Besides all the government and academic studies that have been done over the past several years, two new studies were released this week. They add to the growing body of evidence that implicates the U.S. oil and gas drilling boom, despite the bounty of jobs created and the tax revenues seen.
The injection of waste-water deep underground is the culprit
A number of earthquakes are actually blamed on fracking, the injection of large volumes of water, sand and chemicals into the ground to "fracture" or crack rock formations, releasing the oil or gas. It is the disposal of the waste-water that is causing the most trouble. "The picture is very clear" that waste-water injection can cause faults to move, said USGS geophysicist William Ellsworth.
Cumulative number of earthquakes with a magnitude of 3.0 or larger in the central and eastern United...
Cumulative number of earthquakes with a magnitude of 3.0 or larger in the central and eastern United States, 1973-2014. The rate of earthquakes began to increase starting around 2009 and accelerated in 2013-2014.
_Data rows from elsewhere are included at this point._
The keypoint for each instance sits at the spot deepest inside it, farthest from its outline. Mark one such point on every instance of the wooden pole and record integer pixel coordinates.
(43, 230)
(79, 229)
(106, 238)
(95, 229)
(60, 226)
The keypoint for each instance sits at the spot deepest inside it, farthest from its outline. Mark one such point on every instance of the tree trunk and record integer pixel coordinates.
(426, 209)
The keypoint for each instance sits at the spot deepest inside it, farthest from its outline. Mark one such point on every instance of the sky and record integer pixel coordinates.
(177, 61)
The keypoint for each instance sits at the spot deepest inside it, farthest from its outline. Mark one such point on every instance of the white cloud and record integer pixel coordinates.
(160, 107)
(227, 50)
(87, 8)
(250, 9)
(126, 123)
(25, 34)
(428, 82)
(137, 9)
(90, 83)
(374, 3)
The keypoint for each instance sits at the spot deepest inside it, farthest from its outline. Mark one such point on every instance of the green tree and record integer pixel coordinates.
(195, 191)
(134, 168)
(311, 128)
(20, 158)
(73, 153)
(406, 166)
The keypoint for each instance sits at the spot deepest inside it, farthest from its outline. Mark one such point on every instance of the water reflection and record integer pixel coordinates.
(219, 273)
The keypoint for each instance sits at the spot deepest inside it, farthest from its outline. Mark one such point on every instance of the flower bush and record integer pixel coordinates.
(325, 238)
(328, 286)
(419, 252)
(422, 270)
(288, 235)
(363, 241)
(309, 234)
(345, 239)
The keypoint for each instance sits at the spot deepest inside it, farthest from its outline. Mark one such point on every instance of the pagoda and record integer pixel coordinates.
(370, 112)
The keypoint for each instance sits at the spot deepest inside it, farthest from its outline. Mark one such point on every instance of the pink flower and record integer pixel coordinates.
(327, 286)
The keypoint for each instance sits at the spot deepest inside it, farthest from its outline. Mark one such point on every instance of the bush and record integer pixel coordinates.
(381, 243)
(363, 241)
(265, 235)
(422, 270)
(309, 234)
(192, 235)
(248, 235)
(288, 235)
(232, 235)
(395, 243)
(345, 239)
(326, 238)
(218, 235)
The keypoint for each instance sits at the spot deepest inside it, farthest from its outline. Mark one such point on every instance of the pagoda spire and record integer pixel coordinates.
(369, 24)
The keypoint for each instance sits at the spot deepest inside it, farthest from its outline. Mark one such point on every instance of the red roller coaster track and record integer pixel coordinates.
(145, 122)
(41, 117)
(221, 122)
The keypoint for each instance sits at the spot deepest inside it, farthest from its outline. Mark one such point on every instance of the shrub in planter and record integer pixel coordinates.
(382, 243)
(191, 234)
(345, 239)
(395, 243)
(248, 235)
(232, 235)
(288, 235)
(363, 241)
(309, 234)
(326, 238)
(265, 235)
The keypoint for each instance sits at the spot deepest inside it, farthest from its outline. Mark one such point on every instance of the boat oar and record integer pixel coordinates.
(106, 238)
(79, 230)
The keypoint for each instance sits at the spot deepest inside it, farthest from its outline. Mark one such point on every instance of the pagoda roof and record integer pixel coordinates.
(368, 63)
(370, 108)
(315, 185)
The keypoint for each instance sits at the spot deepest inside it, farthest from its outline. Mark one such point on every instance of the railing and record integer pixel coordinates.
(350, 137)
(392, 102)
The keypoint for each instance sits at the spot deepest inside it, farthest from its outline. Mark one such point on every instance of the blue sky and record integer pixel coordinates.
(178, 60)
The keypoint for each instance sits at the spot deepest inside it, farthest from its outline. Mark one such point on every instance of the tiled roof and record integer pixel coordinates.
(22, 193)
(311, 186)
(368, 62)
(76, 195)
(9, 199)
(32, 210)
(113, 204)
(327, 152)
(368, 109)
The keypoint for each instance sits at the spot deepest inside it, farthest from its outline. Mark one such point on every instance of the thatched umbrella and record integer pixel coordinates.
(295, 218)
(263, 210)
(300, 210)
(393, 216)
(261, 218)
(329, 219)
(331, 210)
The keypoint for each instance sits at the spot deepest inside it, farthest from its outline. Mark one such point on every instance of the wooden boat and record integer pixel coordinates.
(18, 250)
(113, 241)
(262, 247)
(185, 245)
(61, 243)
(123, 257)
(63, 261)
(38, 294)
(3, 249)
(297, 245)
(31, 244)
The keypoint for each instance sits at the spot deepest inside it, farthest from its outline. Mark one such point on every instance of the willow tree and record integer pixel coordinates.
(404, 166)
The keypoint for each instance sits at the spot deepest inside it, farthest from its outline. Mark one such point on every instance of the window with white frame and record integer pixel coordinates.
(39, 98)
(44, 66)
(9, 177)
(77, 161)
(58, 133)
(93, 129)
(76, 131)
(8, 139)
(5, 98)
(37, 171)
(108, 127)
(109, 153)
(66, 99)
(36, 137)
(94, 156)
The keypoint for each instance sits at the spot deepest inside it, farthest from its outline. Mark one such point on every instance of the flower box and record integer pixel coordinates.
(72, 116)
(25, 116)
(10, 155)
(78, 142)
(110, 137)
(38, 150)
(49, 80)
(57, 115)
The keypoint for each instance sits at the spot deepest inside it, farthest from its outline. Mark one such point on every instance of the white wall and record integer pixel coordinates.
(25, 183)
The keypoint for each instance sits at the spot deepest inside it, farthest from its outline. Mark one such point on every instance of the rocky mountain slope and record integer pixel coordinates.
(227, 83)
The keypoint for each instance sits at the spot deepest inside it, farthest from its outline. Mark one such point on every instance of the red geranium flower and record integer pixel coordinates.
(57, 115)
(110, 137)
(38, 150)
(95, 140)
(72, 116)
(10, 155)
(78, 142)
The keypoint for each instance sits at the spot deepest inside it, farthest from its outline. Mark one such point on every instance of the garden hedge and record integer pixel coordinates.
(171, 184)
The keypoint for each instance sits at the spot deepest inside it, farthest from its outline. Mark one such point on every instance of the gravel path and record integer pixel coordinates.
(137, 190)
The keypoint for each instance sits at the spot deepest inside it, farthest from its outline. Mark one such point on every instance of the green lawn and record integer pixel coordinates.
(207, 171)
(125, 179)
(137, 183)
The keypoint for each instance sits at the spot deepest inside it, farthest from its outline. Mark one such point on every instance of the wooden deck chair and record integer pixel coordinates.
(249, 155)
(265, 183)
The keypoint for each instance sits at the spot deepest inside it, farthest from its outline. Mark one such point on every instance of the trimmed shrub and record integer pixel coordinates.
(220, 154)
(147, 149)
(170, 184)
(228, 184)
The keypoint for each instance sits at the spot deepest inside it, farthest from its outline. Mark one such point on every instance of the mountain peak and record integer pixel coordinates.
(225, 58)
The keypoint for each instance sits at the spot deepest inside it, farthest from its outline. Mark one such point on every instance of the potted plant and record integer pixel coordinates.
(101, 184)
The waste-water derived from fracking is a mix of "very salty water that includes some metals, chlorides, waste-water and toxic organics," according to the U.S. Army’s Rocky Mountain Arsenal (RMA). In 1961, the RMA drilled a deep injection well to a depth of 12,045 feet. Over the years, liquid waste was injected into the well until a halt was ordered in 1966. The reason for the halt? The liquid injection was “triggering earthquakes in the area,” according to the RMA.
In July of 2001, the Environmental Protection Agency released an 87-page study, “Technical Program Overview: Underground Injection Control Regulations EPA 816-r-02-025." In that report, the EPA indicted that deep well injection caused seismic events in regions of the U.S.
Research has identified 17 areas in the central and eastern United States with increased rates of in...
Research has identified 17 areas in the central and eastern United States with increased rates of induced seismicity. Since 2000, several of these areas have experienced high levels of seismicity, with substantial increases since 2009 that continue today.
On Thursday, the U.S. Geological Survey released a comprehensive map of the U.S. pinpointing areas in the central and eastern part of the country that have seen earthquakes that researchers say were triggered by drilling operations. The report also noted that earthquakes in these areas were on the rise.
And on Tuesday this week, a study in the journal Nature Communications, described how a swarm of small earthquakes west of Fort Worth, Texas were linked to nearby natural gas wells and waste-water injection wells. With all the evidence, The American Petroleum Institute says the industry is working with regulators and scientists "to better understand the issue and work toward collaborative solutions."
But despite all the evidence, the EPA has already said they have no plans to change the regulations. "We knew there would be challenges there, but they can be overcome," EPA Administrator Gina McCarthy said Thursday at an energy conference in Houston.